Sunday, 1 March 2015

TV Review: INDIAN SUMMERS and REGINALD D. HUNTER'S SONGS OF THE SOUTH

This article was originally published in The Dundee Courier on 28th February 2015.


Indian Summers: Sunday, Channel 4

Reginald D. Hunter's Songs Of The South: Saturday, BBC Two

Paul Whitelaw

Thanks to a lifetime of constant disappointment, I admit I'm prone to making massive, unfair presumptions about things I haven't actually experienced for myself. That's why, before I'd even seen it, I rashly presumed that 1930s period piece Indian Summers would be a ponderous and starchy affair: a prissy Merchant/Ivory knock-off. Actually, it's rather engaging.

Hyped as Channel 4's most expensive ever drama, and scheduled up against JK Rowling's similarly class-focused The Casual Vacancy on BBC One, it can't afford to fail. On the evidence of its first two episodes – there are ten in total – it appears to be succeeding on its own intriguing, languid terms.

Granted, certain characters haven't quite clicked yet. Alice, the sister of smoothly chiselled Private Secretary Ralph, is presumably intended as the moral, tender heart of the series. So far this role has been defined by winsome glances and little else. And Dalal, who last week took a bullet during a botched assassination attempt on Ralph, feels rather limp for such a prominent character.

Ralph himself is more interesting, largely on account of his darker traits. A typical child of Empire in his patrician attitudes towards the Indian people he's been sent to govern – this week he was quick to dismiss Ghandi's peaceful nationalist cause as a terrorist movement – he nevertheless adores his adopted country. It would be all too easy to present these toodle-pip colonialists as outright villains. But the underlying political thrust of Indian Summers is more nuanced than that.

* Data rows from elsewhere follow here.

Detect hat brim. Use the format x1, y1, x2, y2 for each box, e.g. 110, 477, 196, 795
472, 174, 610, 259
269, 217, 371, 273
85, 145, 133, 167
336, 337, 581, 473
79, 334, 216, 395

An effective note of intrigue was maintained throughout the episode when it transpired that Ralph had a prior relationship with his would-be assassin. Indian Summers is rather adept at teasing such mysteries.

Practically everyone in the show is nursing a secret of some sort. It remains to be seen whether their revelations are worth the wait, but I'm particularly intrigued by Julie Walters as the colourfully named Cynthia Coffin, a scheming, fag-smoking East End matriarch and charismatic hostess who appears to be ruling an entire subcontinent by pulling Ralph's strings. It's an interesting reversal of the class system back home, where a woman such as Cynthia would never be granted such authority. It's a ripe old role for Dame Julie, and she tackles it with enigmatic relish.

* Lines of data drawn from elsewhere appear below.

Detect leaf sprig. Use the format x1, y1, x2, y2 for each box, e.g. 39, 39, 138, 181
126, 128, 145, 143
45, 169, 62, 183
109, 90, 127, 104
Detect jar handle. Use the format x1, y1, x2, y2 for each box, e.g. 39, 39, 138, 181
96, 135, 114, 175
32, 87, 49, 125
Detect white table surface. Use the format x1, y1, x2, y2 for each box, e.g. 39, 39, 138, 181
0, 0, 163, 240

Production-wise, Indian Summers glistens with a sticky, inescapable heat. The chaste sex scenes may be gently torn from the pages of Mills & Boon, but the show isn't lacking in sun-kissed atmosphere. It's a promising saga.

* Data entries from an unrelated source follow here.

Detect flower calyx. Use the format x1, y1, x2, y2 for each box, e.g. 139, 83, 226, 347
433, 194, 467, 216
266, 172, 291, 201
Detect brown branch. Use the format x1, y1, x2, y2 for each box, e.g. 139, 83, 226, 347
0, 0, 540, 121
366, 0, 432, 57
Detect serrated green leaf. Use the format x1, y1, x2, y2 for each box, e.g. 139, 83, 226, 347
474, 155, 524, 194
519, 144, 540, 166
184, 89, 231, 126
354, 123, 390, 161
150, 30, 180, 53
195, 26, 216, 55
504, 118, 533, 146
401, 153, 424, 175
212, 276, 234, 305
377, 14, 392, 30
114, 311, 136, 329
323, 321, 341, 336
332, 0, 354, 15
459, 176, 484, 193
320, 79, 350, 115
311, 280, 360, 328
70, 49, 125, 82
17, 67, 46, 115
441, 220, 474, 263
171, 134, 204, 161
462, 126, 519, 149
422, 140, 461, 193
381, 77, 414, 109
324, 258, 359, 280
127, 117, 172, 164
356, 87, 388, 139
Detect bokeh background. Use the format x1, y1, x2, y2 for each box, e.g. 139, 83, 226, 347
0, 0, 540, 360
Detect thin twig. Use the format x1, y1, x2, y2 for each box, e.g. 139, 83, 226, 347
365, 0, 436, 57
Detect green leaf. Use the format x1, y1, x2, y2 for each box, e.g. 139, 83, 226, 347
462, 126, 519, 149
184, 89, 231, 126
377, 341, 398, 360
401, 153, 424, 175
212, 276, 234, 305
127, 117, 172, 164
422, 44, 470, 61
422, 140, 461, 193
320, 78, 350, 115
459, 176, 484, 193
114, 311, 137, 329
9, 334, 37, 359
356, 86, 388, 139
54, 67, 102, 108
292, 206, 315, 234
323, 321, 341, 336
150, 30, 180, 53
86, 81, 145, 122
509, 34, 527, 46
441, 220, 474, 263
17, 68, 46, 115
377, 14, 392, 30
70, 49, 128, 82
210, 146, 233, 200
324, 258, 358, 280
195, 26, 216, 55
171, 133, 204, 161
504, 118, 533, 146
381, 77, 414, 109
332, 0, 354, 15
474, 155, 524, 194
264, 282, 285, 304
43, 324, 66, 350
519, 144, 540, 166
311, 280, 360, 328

The balminess continued in Reginald D. Hunter's Songs Of The South, a thoughtful three-part travelogue in which the droll African-American comic explores the origins of American popular music.

To a wonderful soundtrack of bluegrass and country, he began by travelling from Kentucky to Tennessee. The highlight was his detour into the uncomfortable realm of minstrelsy – white singers performing in blackface – where he encountered the argument that Stephen Foster's minstrel standards, which often sound offensive from a modern standpoint, were actually fairly liberal and progressive for the time.

Hunter gently dismissed this theory as a retrospective attempt to “lend dignity to a fiction created by a white man”, while concluding that minstrelsy is an important, albeit difficult, part of the American legacy and shouldn't be swept under the carpet.

An avuncular and sanguine guide, Hunter's almost poetic sincerity elevates this series beyond the bland triviality of most celebrity travelogues.